Bundesgerichtshof
Urt. v. 04.10.1990, Az.: XII ZR 46/90
Wirksamer Haftungsausschluss des Vermieters für anfängliche Sachmängel; Verschuldensunabhängige Haftung; Anfängliche Mängel; Mietsache; Vermieter; Allgemeine Geschäftsbedingungen; Formularmäßiger Ausschluss
Bibliographie
- Gericht
- BGH
- Datum
- 04.10.1990
- Aktenzeichen
- XII ZR 46/90
- Entscheidungsform
- Urteil
- Referenz
- WKRS 1990, 13785
- Entscheidungsname
- [keine Angabe]
- ECLI
- [keine Angabe]
Verfahrensgang
- vorgehend
- OLG Oldenburg vom 22.02.1990
Rechtsgrundlagen
- § 9 AGBG
- § 11 Nr. 7 AGBG
- § 538 BGB
- § 554b ZPO
Fundstellen
- NJW-RR 1991, 74-75 (Volltext mit red. LS)

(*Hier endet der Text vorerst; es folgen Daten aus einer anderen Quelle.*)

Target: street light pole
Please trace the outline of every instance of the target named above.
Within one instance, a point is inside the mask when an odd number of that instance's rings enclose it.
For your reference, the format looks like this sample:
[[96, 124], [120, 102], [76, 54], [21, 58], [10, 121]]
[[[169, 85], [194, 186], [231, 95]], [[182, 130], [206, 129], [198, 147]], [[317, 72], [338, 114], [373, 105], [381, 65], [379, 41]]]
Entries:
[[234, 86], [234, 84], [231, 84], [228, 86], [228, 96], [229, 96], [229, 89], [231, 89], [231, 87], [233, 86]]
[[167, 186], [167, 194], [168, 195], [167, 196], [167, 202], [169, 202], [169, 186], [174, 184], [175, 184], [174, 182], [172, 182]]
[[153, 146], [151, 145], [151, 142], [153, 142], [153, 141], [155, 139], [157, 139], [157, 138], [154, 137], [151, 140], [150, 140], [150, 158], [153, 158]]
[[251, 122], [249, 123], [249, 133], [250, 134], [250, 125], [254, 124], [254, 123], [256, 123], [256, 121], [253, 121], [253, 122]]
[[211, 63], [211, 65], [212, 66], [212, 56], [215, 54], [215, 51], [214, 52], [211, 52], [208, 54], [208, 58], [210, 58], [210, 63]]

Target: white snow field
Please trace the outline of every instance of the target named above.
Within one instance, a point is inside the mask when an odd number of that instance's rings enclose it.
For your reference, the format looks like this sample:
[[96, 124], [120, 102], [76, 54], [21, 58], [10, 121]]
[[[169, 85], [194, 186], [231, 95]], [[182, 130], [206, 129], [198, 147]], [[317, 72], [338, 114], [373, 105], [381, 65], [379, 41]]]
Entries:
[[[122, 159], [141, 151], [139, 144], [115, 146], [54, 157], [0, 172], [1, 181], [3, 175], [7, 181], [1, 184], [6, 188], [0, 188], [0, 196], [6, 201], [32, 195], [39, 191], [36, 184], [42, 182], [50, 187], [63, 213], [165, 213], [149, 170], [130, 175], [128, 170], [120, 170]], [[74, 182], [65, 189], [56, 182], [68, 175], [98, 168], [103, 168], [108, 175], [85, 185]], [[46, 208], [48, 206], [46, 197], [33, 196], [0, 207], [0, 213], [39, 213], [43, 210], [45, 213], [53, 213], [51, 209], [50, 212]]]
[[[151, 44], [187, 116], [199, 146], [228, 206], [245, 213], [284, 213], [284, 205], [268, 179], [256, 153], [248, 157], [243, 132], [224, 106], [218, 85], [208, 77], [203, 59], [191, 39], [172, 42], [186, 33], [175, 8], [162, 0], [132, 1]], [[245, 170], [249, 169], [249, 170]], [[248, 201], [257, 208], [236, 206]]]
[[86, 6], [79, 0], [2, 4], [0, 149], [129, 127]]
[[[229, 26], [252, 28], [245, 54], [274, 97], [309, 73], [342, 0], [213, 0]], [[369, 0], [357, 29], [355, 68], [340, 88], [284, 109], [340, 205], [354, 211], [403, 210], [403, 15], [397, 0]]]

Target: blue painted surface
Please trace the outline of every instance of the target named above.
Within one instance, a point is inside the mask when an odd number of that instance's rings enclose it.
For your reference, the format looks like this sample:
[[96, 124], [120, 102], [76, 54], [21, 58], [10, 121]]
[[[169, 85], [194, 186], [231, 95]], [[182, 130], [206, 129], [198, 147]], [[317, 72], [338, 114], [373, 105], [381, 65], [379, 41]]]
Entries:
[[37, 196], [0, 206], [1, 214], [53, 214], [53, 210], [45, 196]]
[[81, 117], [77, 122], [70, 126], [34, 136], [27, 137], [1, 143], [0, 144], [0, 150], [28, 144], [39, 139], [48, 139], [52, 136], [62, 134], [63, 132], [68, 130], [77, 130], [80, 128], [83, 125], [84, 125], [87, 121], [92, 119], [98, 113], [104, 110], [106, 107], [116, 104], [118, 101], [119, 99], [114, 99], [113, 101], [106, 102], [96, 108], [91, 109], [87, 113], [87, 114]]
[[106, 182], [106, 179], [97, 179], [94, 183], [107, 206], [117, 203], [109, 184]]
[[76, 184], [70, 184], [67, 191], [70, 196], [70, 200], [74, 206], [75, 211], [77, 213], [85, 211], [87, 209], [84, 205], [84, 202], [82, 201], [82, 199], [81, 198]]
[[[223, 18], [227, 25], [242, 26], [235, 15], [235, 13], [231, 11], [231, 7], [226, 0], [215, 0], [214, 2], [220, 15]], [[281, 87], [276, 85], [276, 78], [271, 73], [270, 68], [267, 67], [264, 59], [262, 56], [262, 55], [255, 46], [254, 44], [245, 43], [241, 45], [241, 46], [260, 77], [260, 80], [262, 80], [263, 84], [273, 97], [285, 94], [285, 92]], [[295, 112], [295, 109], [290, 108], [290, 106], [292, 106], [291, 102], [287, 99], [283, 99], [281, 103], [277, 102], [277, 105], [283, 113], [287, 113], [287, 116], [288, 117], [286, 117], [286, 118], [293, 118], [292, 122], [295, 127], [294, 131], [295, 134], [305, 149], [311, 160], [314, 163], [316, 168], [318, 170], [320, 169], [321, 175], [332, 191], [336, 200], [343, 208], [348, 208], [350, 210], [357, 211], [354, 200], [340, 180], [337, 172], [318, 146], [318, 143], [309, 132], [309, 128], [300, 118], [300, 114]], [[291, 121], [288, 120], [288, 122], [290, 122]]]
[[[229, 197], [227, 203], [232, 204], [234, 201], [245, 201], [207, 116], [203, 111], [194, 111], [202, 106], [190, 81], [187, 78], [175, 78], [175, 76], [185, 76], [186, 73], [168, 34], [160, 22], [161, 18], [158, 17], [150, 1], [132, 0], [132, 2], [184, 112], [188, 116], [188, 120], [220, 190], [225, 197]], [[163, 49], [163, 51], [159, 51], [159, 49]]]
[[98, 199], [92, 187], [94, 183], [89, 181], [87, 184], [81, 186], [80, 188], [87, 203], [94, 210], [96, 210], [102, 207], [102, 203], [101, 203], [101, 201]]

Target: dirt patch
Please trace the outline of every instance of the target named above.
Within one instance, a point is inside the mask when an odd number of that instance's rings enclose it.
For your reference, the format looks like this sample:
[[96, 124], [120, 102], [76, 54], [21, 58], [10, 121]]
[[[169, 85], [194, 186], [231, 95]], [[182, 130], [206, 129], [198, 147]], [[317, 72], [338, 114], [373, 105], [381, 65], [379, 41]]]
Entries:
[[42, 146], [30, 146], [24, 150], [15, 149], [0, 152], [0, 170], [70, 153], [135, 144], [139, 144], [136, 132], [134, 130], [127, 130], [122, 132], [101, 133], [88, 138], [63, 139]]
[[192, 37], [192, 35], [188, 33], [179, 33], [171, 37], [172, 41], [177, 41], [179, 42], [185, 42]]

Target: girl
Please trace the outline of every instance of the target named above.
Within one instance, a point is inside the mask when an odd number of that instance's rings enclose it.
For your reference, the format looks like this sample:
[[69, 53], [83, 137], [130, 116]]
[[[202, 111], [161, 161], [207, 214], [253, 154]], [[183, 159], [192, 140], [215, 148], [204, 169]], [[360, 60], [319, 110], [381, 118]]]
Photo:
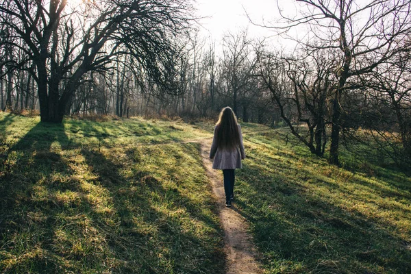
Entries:
[[229, 207], [231, 200], [234, 198], [234, 171], [236, 169], [241, 169], [241, 160], [245, 158], [241, 127], [229, 107], [224, 108], [220, 112], [214, 127], [210, 158], [214, 159], [214, 169], [223, 170], [225, 206]]

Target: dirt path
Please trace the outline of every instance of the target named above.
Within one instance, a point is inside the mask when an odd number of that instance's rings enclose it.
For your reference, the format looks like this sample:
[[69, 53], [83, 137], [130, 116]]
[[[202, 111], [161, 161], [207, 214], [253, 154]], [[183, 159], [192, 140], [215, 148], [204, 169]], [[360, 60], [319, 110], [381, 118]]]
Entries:
[[207, 175], [212, 183], [214, 194], [218, 199], [219, 214], [225, 232], [224, 243], [227, 253], [227, 273], [261, 273], [262, 271], [256, 262], [255, 248], [252, 239], [247, 233], [248, 225], [237, 212], [236, 203], [231, 208], [224, 203], [225, 195], [223, 185], [223, 175], [219, 171], [212, 168], [209, 159], [211, 139], [199, 140], [201, 145], [201, 158]]

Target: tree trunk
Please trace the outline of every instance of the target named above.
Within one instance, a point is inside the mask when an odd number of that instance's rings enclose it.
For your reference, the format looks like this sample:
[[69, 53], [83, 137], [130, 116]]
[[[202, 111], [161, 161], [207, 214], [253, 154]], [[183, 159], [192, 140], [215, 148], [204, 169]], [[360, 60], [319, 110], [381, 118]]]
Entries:
[[340, 141], [340, 120], [341, 118], [341, 107], [339, 100], [339, 90], [336, 90], [333, 101], [332, 125], [331, 128], [331, 147], [329, 148], [329, 162], [338, 165], [338, 142]]
[[9, 72], [7, 73], [7, 95], [5, 97], [5, 108], [8, 110], [12, 110], [13, 106], [12, 105], [12, 91], [13, 90], [13, 73]]
[[233, 90], [233, 112], [238, 116], [237, 113], [237, 90], [234, 88]]
[[248, 123], [248, 113], [247, 110], [247, 106], [245, 103], [244, 105], [242, 105], [242, 121], [244, 121], [244, 123]]

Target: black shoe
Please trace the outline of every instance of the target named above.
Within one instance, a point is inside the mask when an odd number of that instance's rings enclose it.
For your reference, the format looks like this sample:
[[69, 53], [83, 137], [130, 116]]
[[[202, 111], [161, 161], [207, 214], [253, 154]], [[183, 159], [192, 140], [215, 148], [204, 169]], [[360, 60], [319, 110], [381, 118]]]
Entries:
[[225, 206], [227, 208], [231, 207], [231, 200], [229, 199], [225, 200]]

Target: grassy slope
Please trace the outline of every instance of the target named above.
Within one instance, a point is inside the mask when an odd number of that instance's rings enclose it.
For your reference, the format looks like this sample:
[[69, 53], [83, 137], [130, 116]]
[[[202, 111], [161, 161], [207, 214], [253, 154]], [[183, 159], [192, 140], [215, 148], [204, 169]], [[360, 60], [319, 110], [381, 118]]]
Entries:
[[0, 177], [0, 272], [223, 272], [199, 146], [175, 142], [207, 133], [1, 115], [14, 144]]
[[[360, 169], [336, 169], [275, 131], [242, 129], [236, 207], [268, 273], [411, 273], [409, 177], [349, 154], [343, 161]], [[0, 271], [221, 272], [199, 147], [178, 142], [212, 130], [1, 114], [0, 133], [14, 144], [0, 177]]]
[[329, 166], [275, 132], [245, 139], [237, 206], [268, 272], [411, 273], [410, 177]]

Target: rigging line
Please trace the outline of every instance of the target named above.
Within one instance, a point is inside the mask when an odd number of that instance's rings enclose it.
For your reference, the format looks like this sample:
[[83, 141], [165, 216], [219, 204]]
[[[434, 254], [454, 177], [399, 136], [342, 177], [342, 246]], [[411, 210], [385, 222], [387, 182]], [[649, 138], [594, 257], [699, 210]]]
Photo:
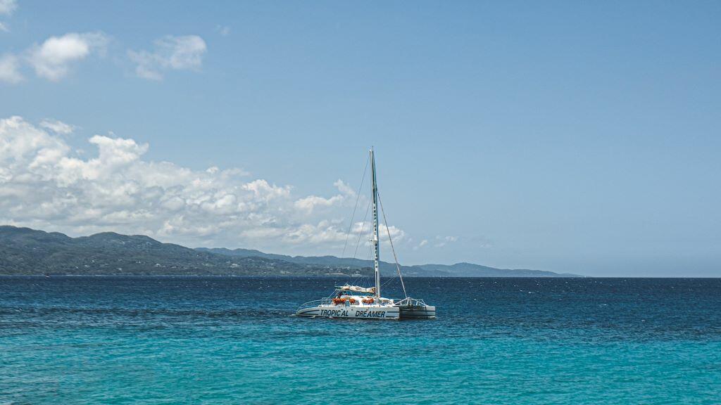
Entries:
[[407, 298], [408, 294], [405, 292], [405, 283], [403, 282], [403, 276], [401, 275], [401, 266], [398, 264], [398, 257], [396, 256], [396, 249], [393, 247], [393, 239], [391, 239], [391, 230], [388, 228], [388, 220], [386, 219], [386, 211], [383, 209], [383, 200], [381, 200], [380, 192], [378, 193], [378, 202], [381, 205], [381, 213], [383, 213], [383, 222], [386, 224], [386, 232], [388, 232], [388, 241], [391, 243], [391, 251], [393, 252], [393, 259], [396, 261], [396, 269], [398, 270], [398, 277], [401, 280], [401, 287], [403, 288], [403, 295]]
[[[355, 257], [358, 256], [358, 246], [360, 246], [360, 238], [363, 237], [363, 230], [366, 229], [366, 220], [368, 219], [368, 211], [370, 210], [371, 210], [371, 201], [368, 200], [368, 205], [366, 207], [366, 215], [363, 216], [363, 222], [360, 223], [360, 232], [358, 233], [358, 240], [355, 241], [355, 251], [353, 252], [353, 259], [355, 259]], [[360, 277], [365, 277], [365, 276], [362, 275], [362, 274], [363, 274], [362, 272], [360, 274], [361, 274]], [[359, 278], [360, 278], [360, 277], [359, 277]], [[360, 280], [358, 280], [358, 281], [360, 281]]]
[[360, 187], [358, 187], [358, 192], [355, 194], [355, 205], [353, 205], [353, 213], [350, 215], [350, 223], [348, 224], [348, 231], [345, 233], [345, 242], [343, 244], [343, 253], [340, 255], [341, 257], [345, 256], [345, 248], [348, 245], [348, 236], [350, 236], [350, 229], [353, 226], [353, 218], [355, 218], [355, 210], [358, 207], [358, 200], [360, 199], [360, 191], [363, 190], [363, 183], [366, 180], [366, 172], [368, 172], [368, 164], [369, 161], [371, 161], [370, 154], [366, 159], [366, 167], [363, 169], [363, 177], [360, 177]]
[[358, 233], [358, 240], [355, 241], [355, 252], [353, 253], [353, 259], [355, 259], [355, 257], [358, 255], [358, 245], [360, 244], [360, 238], [363, 237], [363, 229], [366, 228], [366, 220], [368, 219], [368, 210], [370, 210], [370, 209], [371, 209], [371, 201], [368, 200], [368, 206], [366, 207], [366, 216], [363, 217], [363, 223], [360, 224], [360, 233]]

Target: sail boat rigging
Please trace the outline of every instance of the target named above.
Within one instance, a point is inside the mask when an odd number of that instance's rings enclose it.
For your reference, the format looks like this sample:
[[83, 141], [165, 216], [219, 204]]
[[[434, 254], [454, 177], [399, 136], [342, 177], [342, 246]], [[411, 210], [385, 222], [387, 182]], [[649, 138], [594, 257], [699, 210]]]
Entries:
[[[400, 265], [393, 241], [391, 239], [388, 223], [386, 221], [386, 213], [383, 209], [378, 192], [376, 173], [376, 158], [373, 149], [370, 150], [369, 159], [372, 179], [372, 204], [373, 204], [373, 236], [371, 242], [373, 245], [373, 264], [374, 273], [373, 287], [365, 288], [358, 285], [345, 285], [336, 288], [332, 298], [325, 298], [310, 301], [301, 305], [296, 311], [298, 316], [324, 317], [324, 318], [354, 318], [360, 319], [399, 319], [401, 318], [435, 318], [435, 307], [427, 306], [423, 300], [412, 298], [406, 293], [405, 284], [401, 275]], [[405, 298], [401, 300], [384, 298], [381, 296], [381, 272], [380, 272], [380, 235], [379, 207], [383, 213], [386, 231], [390, 242], [391, 249], [395, 261], [396, 268], [403, 288]], [[354, 210], [355, 212], [355, 210]], [[350, 228], [349, 228], [350, 229]], [[346, 241], [348, 238], [346, 238]], [[344, 246], [345, 252], [345, 246]]]

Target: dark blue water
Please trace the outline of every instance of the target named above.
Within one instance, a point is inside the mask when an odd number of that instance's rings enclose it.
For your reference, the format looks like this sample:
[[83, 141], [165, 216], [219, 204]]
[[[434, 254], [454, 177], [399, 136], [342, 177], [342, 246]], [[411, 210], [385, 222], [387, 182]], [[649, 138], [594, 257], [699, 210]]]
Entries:
[[291, 316], [345, 281], [0, 277], [0, 404], [721, 403], [720, 279], [411, 278], [437, 319]]

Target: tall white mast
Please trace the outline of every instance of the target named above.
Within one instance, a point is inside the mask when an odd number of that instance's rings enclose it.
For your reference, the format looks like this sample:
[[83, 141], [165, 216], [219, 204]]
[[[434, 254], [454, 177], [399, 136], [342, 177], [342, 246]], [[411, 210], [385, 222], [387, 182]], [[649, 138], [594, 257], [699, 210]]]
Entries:
[[371, 148], [371, 173], [373, 177], [373, 265], [376, 270], [376, 298], [381, 298], [381, 272], [379, 270], [380, 249], [378, 241], [378, 186], [376, 185], [376, 158]]

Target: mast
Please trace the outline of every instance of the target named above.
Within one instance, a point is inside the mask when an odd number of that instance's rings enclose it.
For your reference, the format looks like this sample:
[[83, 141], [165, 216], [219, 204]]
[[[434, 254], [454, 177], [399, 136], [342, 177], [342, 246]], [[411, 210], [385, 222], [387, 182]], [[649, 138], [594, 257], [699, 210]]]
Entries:
[[381, 298], [381, 272], [379, 271], [380, 246], [378, 240], [378, 186], [376, 184], [376, 158], [371, 148], [371, 173], [373, 177], [373, 265], [376, 270], [376, 298]]

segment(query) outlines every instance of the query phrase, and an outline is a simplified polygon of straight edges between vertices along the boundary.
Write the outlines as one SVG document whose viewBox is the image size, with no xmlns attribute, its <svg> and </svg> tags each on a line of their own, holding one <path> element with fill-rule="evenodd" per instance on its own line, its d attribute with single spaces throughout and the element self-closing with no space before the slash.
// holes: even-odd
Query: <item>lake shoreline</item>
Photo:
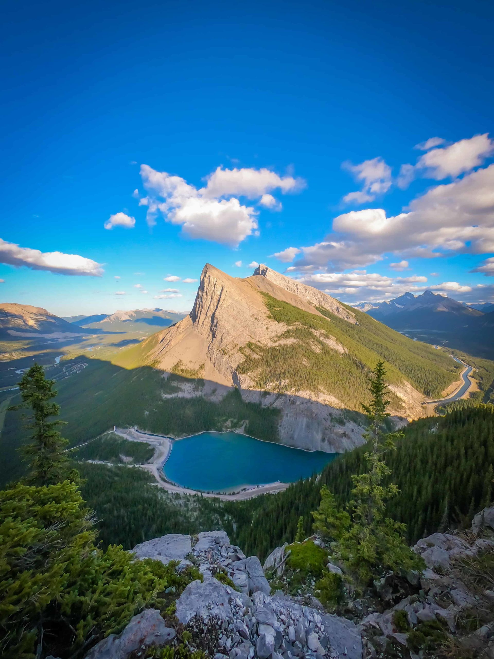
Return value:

- WM 1992, 1165-1166 (Volltext mit amtl. LS)
- WuM 1992, 316 (red. Leitsatz)
Redaktioneller Leitsatz
Zu den Bedingungen, wann der (Wohnraum-)Vermieter in zulässiger Weise seine verschuldensunabhängige Haftung für anfängliche Mängel der Mietsache formularmäßig ausschließen kann.
In dem Rechtsstreit hat der XII. Zivilsenat des Bundesgerichtshofes
durch
den Vorsitzenden Richter Lohmann
und die Richter Dr. Blumenröhr, Dr. Zysk, Nonnenkamp und Dr. Knauber
am 4. Oktober 1990
beschlossen:
Tenor:
Die Revision der Klägerin gegen das Urteil des
1. Zivilsenats des Oberlandesgerichts Oldenburg vom 22. Februar 1990 wird nicht angenommen.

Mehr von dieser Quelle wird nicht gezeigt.